## Issues with Data Uncertainty in Tour Optimization

- 18 février 2020
- 4 mins

For a long time, Operations Research algorithms were built to solve problems where data was assumed to be known perfectly, which is approximately never the case in reality. This is obviously paradoxical for a science whose purpose is to help solving problems from the real world with mathematics.

To be fair, true data availability is recent and it really is the arrival of databases filled with (sometimes very) dubious data that helped the scientific community to realise that poor data quality or even unknown data could be problematic for real world applications.

But is it actually an issue ?

In this article, we will try to show that it can actually be an issue, if not THE issue, when dealing with optimization, and that there is no easy answer to that problem.

# The Optimizer’s Curse

To better explain how data uncertainty can be highly detrimental to optimization contexts, we can refer to the concept of Optimizer’s Curse, introduced by Smith and Winkler in [1]. The key idea behind that curse is that when data is uncertain, optimized solutions will tend to be highly deceptive once applied in reality, due to a selection bias from the algorithm itself.

To illustrate that effect, I will take an example from Daniel Kuhn, based on portfolio optimization. Imagine a very simple optimization problem where you want to select the best k items out of n, based on their value. The algorithm for solving that problem is very simple: you just need to rank items by decreasing value and take the top k items.

In that example with n=6 and k=3, the best decision would be to pick the top 3 objects, thus leading to a global picked value of 25.

Now, let us imagine that values are actually unknown (in the context of portfolio optimization, it models the fact that return on investments cannot be known exactly in advance) and we have no choice but to predict them. It is thus safe to assume that the prediction method, be it an average value from past realization or an advanced machine learning approach, will have produced values that are either over or under estimated.

Let us imagine that the predictions for each value are as such (in orange):

If we only know the prediction, our choice will be to pick items 1, 2 and 5, for an expected value of 27. But then the outcome would be a total value of 22, almost 20% less than expected ! In addition to this, we saw that 27 is also higher than the actual optimal value for this problem which is 25. To wrap things up, uncertainty makes us predict a total gain that is actually impossible to achieve even with real data, for a very deceptive outcome.

To conclude, with uncertain data, the decision produced by optimization is overly optimistic. This occurs because making the best decision with uncertain or predicted data will lead to favor decisions based on data biased towards our goal. Here: maximizing the total amount of value collected leads to selecting over-estimated items.

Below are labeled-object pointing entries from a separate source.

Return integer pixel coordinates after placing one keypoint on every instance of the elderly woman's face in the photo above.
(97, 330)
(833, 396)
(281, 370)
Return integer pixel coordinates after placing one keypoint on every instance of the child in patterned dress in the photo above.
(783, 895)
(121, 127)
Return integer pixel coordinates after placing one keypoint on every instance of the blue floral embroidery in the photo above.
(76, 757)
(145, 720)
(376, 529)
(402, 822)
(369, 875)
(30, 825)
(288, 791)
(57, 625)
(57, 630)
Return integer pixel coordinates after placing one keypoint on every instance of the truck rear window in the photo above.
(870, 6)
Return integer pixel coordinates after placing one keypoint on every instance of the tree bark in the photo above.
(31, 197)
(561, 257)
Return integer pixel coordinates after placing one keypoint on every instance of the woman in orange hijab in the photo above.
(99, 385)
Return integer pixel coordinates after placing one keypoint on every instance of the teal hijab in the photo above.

Actually, this is not only true with that example, but with all optimization problems. Indeed, with a bit of thinking, you will find that an optimization problem over uncertain data will always produce solutions that are at most as good as the true optimal solution.

That is the Optimizer’s Curse: in the presence of uncertain data, decisions will always be deceptive in reality.

That rather fundamental property of optimization problems has impacts on many real-world applications. Let’s review how it can impact Vehicle Routing Problems.

# Uncertainty in Vehicle Routing Problems

We’ve seen that data uncertainty, if not handled, will make optimization algorithms producing decisions whose performance will turn out to be deceptive in practice. Routing problems in practice are actually full of data uncertainty. Here are a few examples:

- Travel durations: traffic is obviously something that makes travel durations highly uncertain in practice, even with traffic prediction models that can manage to reduce uncertainty.
- Weights and volumes: in many real-world applications, weights and volume are only declared and not measured, or only a part can be measured accurately.
- Customer demand: when dimensioning a fleet, the major difficulty is that customer demand cannot be known exactly in advance.
- Etc.

If we consider the most prevalent source of uncertainty, traffic, one can easily understand why and how it can be detrimental to tour optimization. Indeed, optimizing a tour can always be seen as finding the best sequence of stops to visit for each driver, so as to optimize some objectives, like the total time spent on the road, under some constraints. Those constraints can be time windows on some stops, or working hours of the drivers. In that context, objective and constraints rely on travel time data, which is highly uncertain due to traffic variability.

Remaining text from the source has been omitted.